Radars photo: seules six régions ciblées

La deuxième phase de déploiement des radars photo ne sera pas panquébécoise. Les 18 nouveaux appareils destinés à la surveillance du réseau routier provincial atterriront dans six régions seulement. La Capitale-Nationale, Laval et Laurentides-Lanaudière feront le grand saut vers les nouvelles technologies, rejoignant la Chaudière-Appalaches, Montréal et la Montérégie, où une quinzaine de cinémomètres sont déjà en opération.
Le ministère des Transports du Québec (MTQ) avait désigné trois régions (la Chaudière-Appalaches, Montréal et la Montérégie) pour le projet pilote lancé en 2009. Quand le recours aux radars photo a été normalisé, en février 2012, le ministre de l'époque, le libéral Pierre Moreau, était fier d'annoncer que l'ensemble du Québec serait désormais couvert.
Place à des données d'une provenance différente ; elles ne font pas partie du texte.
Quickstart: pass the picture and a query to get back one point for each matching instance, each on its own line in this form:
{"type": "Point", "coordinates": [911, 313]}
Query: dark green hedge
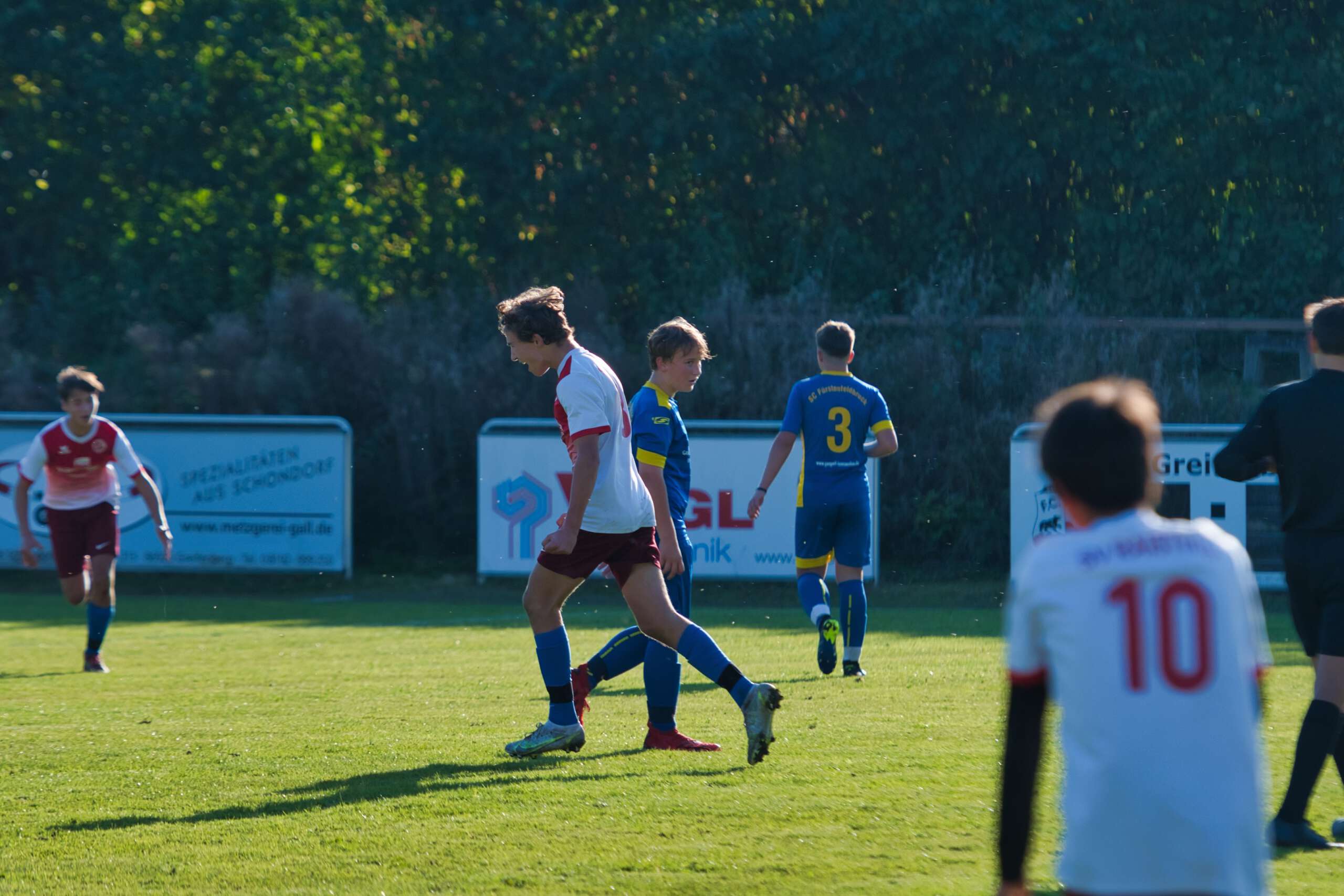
{"type": "Point", "coordinates": [169, 171]}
Ce ne sera pas le cas, enfin pas tout de suite. Le MTQ déploiera les 18 appareils commandés récemment pour combler ses propres besoins dans trois autres régions, soit la Capitale-Nationale, Laval et Laurentides-Lanaudière. Les policiers en chair et en os continueront de régner en maîtres ailleurs en province.
Sarah Bensadoun, porte-parole du MTQ, explique que les nouvelles régions ont été choisies en fonction du nombre élevé d'accidents qui s'y produisent, de la quantité d'excès de vitesse constatés et du non-respect de la signalisation routière. «Il y a pas mal de monde qui habite ces régions-là. C'est plus peuplé», ajoute-t-elle.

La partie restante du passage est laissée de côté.